L'employeur peut-il réutiliser l'ancien dossier d'un salarié réembauché ?
Réponse courte
Les données oui, les documents non. Une réembauche ouvre une nouvelle relation de travail, avec son propre contrat écrit constaté au plus tard à l'entrée en service et ses propres mentions obligatoires (L.121-4). Reprendre l'ancien contrat en changeant la date ne satisfait pas au texte.
Les pièces encore utiles peuvent en revanche être réutilisées, à condition qu'une finalité subsistante le justifie. C'est le cas du titre de séjour d'un ressortissant de pays tiers, dont la copie doit être détenue pendant toute la période d'emploi (L.572-3), ou des éléments d'identification servant à la déclaration au Centre commun.
Une question se tranche à ce moment : la reprise d'ancienneté. Elle n'est pas automatique — sauf disposition contraire, une nouvelle relation part de zéro — et si elle est convenue, elle doit figurer au contrat.
Définition
La réembauche est la conclusion d'un nouveau contrat avec une personne ayant déjà travaillé dans l'entreprise.

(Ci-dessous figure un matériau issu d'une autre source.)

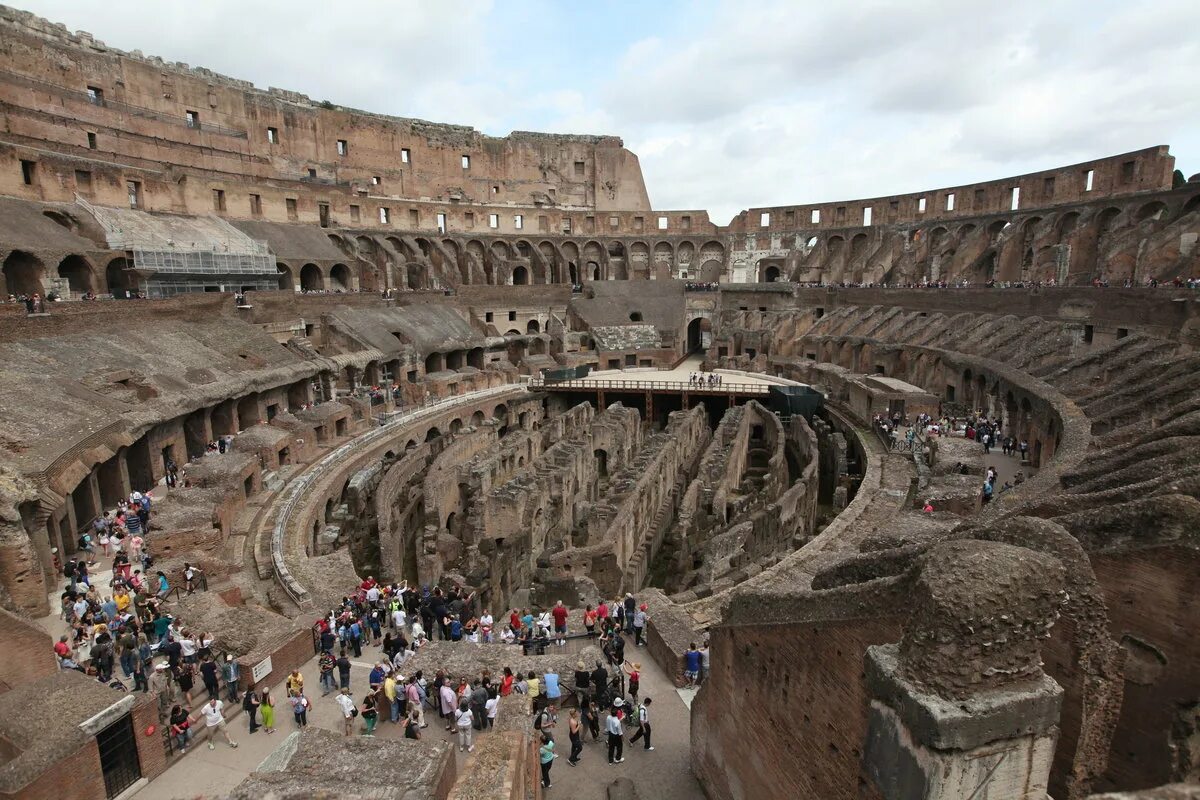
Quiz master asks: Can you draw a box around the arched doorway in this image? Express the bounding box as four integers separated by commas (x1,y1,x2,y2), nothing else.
104,258,138,297
4,249,46,295
300,264,325,291
329,264,352,291
59,255,96,296
275,261,296,291
688,317,713,353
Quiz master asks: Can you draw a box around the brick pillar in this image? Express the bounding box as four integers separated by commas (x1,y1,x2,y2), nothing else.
863,541,1066,800
863,644,1062,800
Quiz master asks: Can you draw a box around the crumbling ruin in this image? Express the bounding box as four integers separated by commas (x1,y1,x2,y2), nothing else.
0,7,1200,800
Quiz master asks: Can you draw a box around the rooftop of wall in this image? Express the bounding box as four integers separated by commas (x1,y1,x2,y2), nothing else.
0,5,624,149
229,219,354,261
728,144,1175,233
332,303,484,353
0,311,317,471
0,197,107,253
570,281,684,331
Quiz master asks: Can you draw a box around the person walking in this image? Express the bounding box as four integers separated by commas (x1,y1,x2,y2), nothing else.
605,697,625,764
198,698,238,750
241,686,260,733
538,734,558,789
629,697,654,750
258,685,275,733
566,709,583,766
334,688,359,738
288,688,312,728
453,700,475,753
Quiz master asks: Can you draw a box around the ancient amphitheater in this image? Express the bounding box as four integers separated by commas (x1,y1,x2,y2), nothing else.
0,7,1200,800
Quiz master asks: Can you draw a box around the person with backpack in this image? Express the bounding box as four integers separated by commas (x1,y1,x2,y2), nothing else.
241,686,259,733
629,697,654,750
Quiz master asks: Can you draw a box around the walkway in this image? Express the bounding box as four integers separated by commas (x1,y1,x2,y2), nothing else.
133,640,703,800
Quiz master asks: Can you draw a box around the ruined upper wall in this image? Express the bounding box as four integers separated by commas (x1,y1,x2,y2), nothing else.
730,145,1175,233
0,6,649,210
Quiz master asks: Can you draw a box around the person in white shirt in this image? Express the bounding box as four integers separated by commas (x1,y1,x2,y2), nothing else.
484,694,500,728
334,688,356,736
454,700,475,753
192,697,238,750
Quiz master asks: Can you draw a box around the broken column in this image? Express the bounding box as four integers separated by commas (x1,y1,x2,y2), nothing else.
863,541,1066,800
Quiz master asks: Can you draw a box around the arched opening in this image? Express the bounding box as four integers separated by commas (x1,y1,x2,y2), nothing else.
688,317,713,353
329,264,352,291
4,249,46,295
275,261,296,291
300,264,325,291
59,255,96,295
1138,200,1166,222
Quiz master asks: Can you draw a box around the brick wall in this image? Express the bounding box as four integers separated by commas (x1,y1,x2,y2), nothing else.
0,739,103,800
0,608,59,693
691,616,901,800
132,694,167,781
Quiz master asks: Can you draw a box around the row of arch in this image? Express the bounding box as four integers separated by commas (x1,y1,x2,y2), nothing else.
2,249,139,297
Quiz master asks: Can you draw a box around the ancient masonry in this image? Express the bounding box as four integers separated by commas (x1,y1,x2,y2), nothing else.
0,7,1200,800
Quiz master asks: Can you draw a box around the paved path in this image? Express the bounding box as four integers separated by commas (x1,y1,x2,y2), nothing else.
134,642,704,800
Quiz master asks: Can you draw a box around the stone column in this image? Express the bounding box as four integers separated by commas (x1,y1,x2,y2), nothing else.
863,541,1064,800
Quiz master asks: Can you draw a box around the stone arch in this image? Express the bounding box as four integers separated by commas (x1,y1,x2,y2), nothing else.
1055,211,1079,240
58,255,96,295
275,261,296,291
696,259,725,283
4,249,46,295
1096,206,1121,236
329,264,354,291
1134,200,1166,222
1180,194,1200,217
688,317,713,353
300,264,325,291
104,257,138,297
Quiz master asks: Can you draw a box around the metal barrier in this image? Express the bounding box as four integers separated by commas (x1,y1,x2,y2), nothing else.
529,378,770,395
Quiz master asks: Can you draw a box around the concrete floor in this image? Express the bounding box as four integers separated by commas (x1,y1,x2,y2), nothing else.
132,642,704,800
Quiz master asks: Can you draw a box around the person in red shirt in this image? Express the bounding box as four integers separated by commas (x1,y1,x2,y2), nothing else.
54,636,71,658
550,600,566,646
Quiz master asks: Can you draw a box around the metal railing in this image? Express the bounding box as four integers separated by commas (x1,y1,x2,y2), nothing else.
529,378,770,395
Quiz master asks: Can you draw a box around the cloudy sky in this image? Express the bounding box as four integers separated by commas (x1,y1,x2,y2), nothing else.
16,0,1200,224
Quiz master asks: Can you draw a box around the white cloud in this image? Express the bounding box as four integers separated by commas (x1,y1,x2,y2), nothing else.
9,0,1200,223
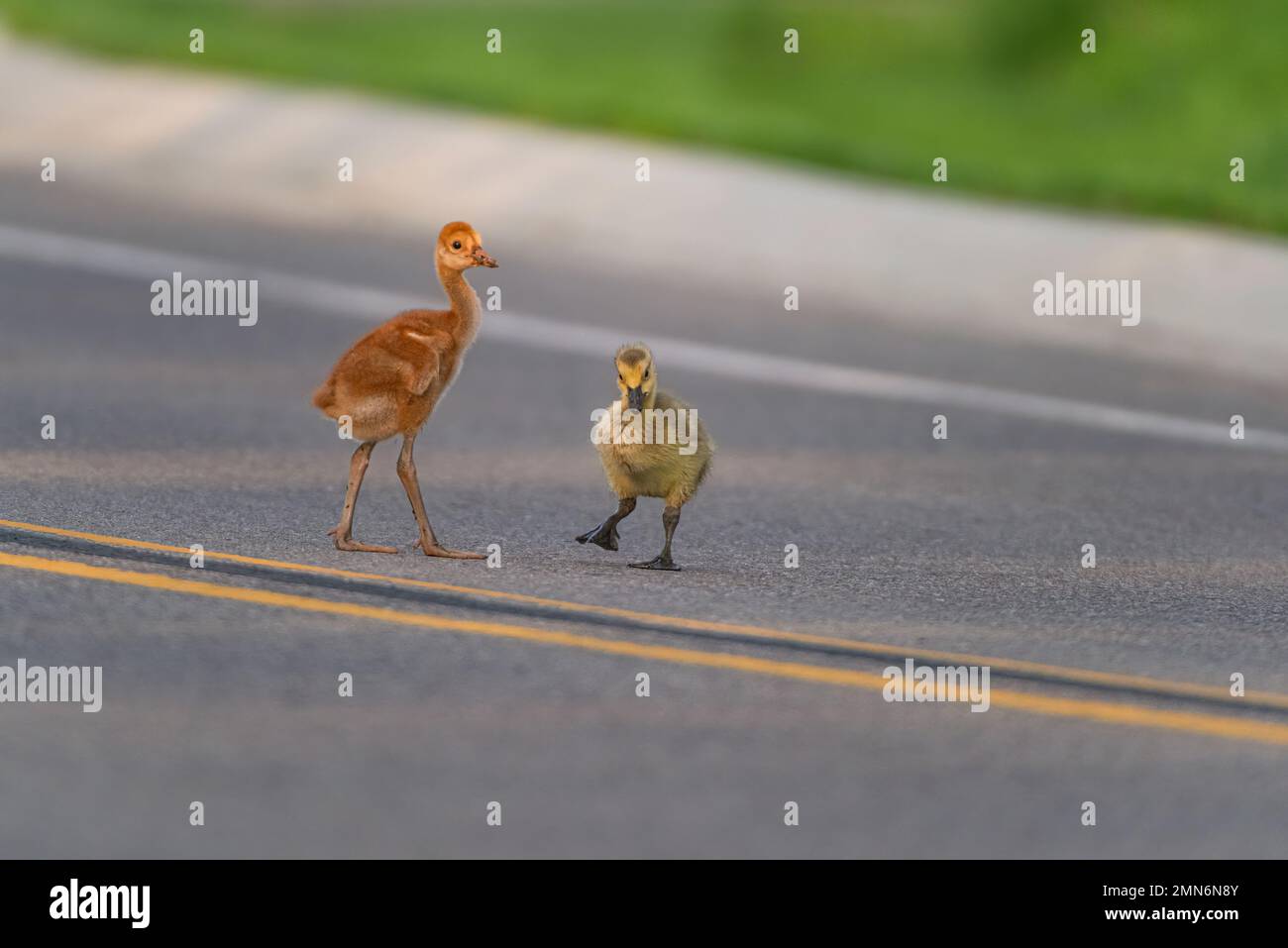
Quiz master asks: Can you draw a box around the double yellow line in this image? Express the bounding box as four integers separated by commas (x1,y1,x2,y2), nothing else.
0,520,1288,746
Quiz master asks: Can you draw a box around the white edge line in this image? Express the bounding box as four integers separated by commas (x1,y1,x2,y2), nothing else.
0,224,1288,454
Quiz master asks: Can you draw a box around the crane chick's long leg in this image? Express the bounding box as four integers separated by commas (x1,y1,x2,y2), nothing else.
327,441,398,553
577,497,635,550
398,433,485,559
631,506,680,570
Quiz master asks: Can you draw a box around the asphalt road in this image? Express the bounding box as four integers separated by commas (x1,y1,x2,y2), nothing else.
0,169,1288,858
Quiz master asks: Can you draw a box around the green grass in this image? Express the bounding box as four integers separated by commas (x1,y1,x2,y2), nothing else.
0,0,1288,233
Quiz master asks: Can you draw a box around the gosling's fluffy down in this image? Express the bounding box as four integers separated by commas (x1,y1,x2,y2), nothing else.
576,343,715,570
595,391,715,507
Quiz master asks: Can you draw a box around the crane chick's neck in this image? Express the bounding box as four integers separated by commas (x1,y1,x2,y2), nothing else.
437,265,482,342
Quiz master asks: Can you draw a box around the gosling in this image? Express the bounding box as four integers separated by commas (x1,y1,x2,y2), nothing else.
577,343,715,570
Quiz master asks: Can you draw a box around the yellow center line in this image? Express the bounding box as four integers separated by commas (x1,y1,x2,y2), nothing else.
0,553,1288,746
0,519,1288,709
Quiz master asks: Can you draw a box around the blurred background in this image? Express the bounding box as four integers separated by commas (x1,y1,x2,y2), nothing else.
0,0,1288,858
10,0,1288,233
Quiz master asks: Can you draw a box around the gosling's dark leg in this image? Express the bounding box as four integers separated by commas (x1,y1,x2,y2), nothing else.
631,507,680,570
577,497,635,550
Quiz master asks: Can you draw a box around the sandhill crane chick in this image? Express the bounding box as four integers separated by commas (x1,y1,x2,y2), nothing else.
313,220,497,559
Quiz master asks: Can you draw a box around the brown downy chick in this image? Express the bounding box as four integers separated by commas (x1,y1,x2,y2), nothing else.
313,222,497,559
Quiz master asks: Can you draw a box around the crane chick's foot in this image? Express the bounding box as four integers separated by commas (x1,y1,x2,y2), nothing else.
630,554,680,574
411,540,486,559
576,520,618,550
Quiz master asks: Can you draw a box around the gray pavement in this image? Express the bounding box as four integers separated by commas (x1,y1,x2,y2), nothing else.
0,181,1288,857
0,38,1288,858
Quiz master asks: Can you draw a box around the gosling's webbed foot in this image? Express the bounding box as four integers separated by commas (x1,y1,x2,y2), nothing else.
411,540,486,559
576,524,617,550
329,531,398,553
630,554,680,574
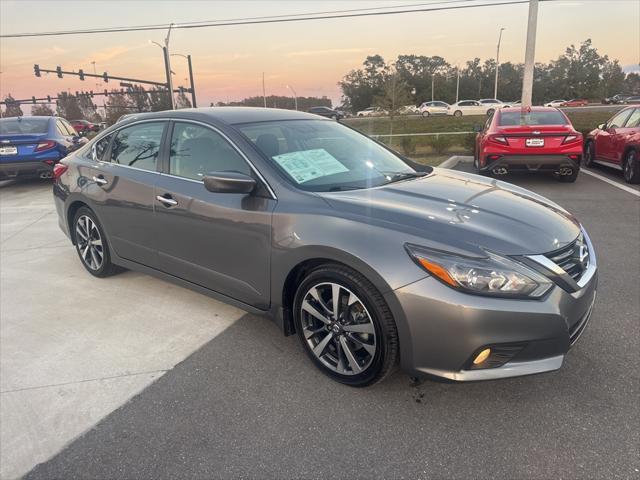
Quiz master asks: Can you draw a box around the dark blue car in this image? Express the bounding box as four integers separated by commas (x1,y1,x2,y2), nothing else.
0,117,87,179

Elle ne prolonge pas la relation précédente.
La finalité subsistante est ce qui permet de réutiliser une donnée collectée antérieurement : sans elle, la donnée aurait dû être supprimée à la fin de la première relation.
Conditions d’exercice
Chaque élément se réutilise selon qu'une finalité le justifie encore.
| Élément | Réutilisable | Base |
|---|---|---|
| Contrat précédent | Non, un nouvel écrit est requis | L.121-4, paragraphe 1er |
| Données d'identification | Oui, pour la nouvelle relation | RGPD, article 6 |
| Copie du titre de séjour | Oui, si la validité couvre la nouvelle période | L.572-3 |
| Évaluations antérieures | Seulement si une finalité subsiste | RGPD, article 5, paragraphe 1, point e) |
| Avertissements de la relation précédente | Non, la relation antérieure est close | Finalité épuisée |
| Reprise d'ancienneté | Uniquement si elle est convenue et écrite | L.121-4, paragraphe 2 |
Modalités pratiques
La réembauche est l'occasion de trier, non de recycler.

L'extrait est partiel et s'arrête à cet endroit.